Mirror size & completeness of binaries

Ryan Schmidt ryandesign at macports.org
Fri Mar 30 19:20:16 UTC 2018


On Mar 29, 2018, at 12:55, Mojca Miklavec wrote:

> On 29 March 2018 at 18:21, Rainer Müller wrote:
>> On 2018-03-29 16:19, Ryan Schmidt wrote:
>>> At the same time, we need to consider how MacPorts base will respond to the situation. Currently, it assumes all packages are available on all mirrors. Therefore, it tries to find a package on three mirrors before giving up. If many mirror operators choose to exclude an OS version, this could leave a user building from source, even when a binary exists on a more-distant mirror; I want to avoid that. One workaround is to recommend that mirror operators who exclude some packages should also add http redirects for excluded packages to their web server configuration, redirecting those requests back to the main (full) mirror. We can update our sample configurations on the Mirroring wiki page to reflect this.
>> 
>> We can easily split our definition of mirror_sites and only list the
>> URLs that will provide packages for a particular version.
>> 
>> I started looking at #56053 [1] yesterday and I think it would actually
>> be helpful if we would use a configuration file with the same syntax as
>> archive_sites.conf instead of the messy mirror_sites.tcl we have right
>> now, as it makes assumptions about the internals of base.
>> 
>> I am not sure either how we could do such a reorganisation without
>> wasting a lot of bandwidth, but we could at least start with the new
>> scheme as of 10.14.
> 
> If we start with 10.14 and the (hopefully) three new builders, we
> won't be wasting any *additional* bandwidth as we would need to put
> those binaries somewhere anyway.
> 
> As far as other builders are concerned: some packages might never be
> downloaded, but others might be downloaded 100 or 1000 times or ever
> more by various users. So as long as we don't transfer one full
> terrabyte of data at once, I don't think this would pose a serious
> issue. The biggest problem is in *additional disk space*. By:
> - cleaning up the old packages
> - transferring just one platform (or even less) at a time
> this should hopefully not be such a big deal.
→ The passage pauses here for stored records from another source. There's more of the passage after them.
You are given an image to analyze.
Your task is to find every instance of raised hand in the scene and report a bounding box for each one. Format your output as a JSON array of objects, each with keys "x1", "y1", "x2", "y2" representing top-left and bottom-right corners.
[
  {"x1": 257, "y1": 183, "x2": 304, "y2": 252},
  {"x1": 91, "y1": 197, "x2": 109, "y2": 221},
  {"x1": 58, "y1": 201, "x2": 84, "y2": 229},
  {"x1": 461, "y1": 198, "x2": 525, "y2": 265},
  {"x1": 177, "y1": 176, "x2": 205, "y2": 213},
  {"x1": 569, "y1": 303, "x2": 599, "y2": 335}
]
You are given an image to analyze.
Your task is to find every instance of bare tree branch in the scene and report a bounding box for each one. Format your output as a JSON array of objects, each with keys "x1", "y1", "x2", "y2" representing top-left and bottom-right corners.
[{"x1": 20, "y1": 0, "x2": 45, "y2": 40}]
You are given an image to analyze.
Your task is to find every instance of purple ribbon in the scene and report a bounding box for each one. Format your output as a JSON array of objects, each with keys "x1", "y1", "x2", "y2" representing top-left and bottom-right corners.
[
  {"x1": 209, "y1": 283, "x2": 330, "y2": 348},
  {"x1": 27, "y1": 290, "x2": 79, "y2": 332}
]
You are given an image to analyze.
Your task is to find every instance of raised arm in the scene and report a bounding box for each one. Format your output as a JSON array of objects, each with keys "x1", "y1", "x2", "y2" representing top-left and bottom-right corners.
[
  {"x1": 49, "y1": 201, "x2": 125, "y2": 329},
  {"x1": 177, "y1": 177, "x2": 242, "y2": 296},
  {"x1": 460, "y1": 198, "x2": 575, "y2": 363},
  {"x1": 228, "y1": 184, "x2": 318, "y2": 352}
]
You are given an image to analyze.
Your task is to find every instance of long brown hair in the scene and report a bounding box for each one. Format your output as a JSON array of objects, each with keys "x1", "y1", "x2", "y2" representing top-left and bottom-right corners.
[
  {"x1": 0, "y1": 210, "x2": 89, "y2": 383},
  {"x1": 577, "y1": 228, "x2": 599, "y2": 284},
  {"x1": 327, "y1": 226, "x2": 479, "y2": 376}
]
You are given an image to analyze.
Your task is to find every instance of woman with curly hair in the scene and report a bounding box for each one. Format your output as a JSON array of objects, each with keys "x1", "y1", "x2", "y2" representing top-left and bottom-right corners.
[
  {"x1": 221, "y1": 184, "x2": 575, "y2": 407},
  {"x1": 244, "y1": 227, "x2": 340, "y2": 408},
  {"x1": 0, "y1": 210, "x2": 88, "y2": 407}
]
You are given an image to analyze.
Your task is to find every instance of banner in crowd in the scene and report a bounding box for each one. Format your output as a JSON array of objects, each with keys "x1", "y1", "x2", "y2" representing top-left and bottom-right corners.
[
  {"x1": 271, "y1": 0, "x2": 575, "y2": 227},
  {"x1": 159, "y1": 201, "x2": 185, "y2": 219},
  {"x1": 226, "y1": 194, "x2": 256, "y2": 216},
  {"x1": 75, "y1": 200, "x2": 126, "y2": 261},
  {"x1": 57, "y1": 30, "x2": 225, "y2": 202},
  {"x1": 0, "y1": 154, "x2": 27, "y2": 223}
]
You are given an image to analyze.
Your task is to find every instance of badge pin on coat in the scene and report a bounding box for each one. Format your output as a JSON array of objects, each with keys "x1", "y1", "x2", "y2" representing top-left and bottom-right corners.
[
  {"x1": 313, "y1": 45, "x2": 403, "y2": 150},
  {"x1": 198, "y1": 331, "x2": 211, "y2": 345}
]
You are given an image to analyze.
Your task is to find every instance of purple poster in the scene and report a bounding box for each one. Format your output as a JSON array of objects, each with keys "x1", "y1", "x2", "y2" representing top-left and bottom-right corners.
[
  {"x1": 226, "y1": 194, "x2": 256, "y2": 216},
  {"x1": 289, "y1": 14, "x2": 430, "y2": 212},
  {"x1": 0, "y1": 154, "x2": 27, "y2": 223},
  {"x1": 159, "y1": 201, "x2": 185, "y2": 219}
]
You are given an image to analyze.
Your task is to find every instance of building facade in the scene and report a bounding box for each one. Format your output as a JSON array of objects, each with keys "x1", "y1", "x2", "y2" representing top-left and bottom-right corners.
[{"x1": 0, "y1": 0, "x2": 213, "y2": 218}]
I have not yet heard any reason why we need to change the file structure of the packages server.


> PS: if we gradually move packages.macports.org to a different
> subdomain, we could, say, one year after the move, reuse that
> subdomain for package index :)

If by "package index" you mean the one-web-page-per-port system that we've long desired but not yet implemented, then I had always assumed it would be located under www.macports.org/ports; we should stop creating separate hostnames for every new thing and instead try to create a single cohesive web experience.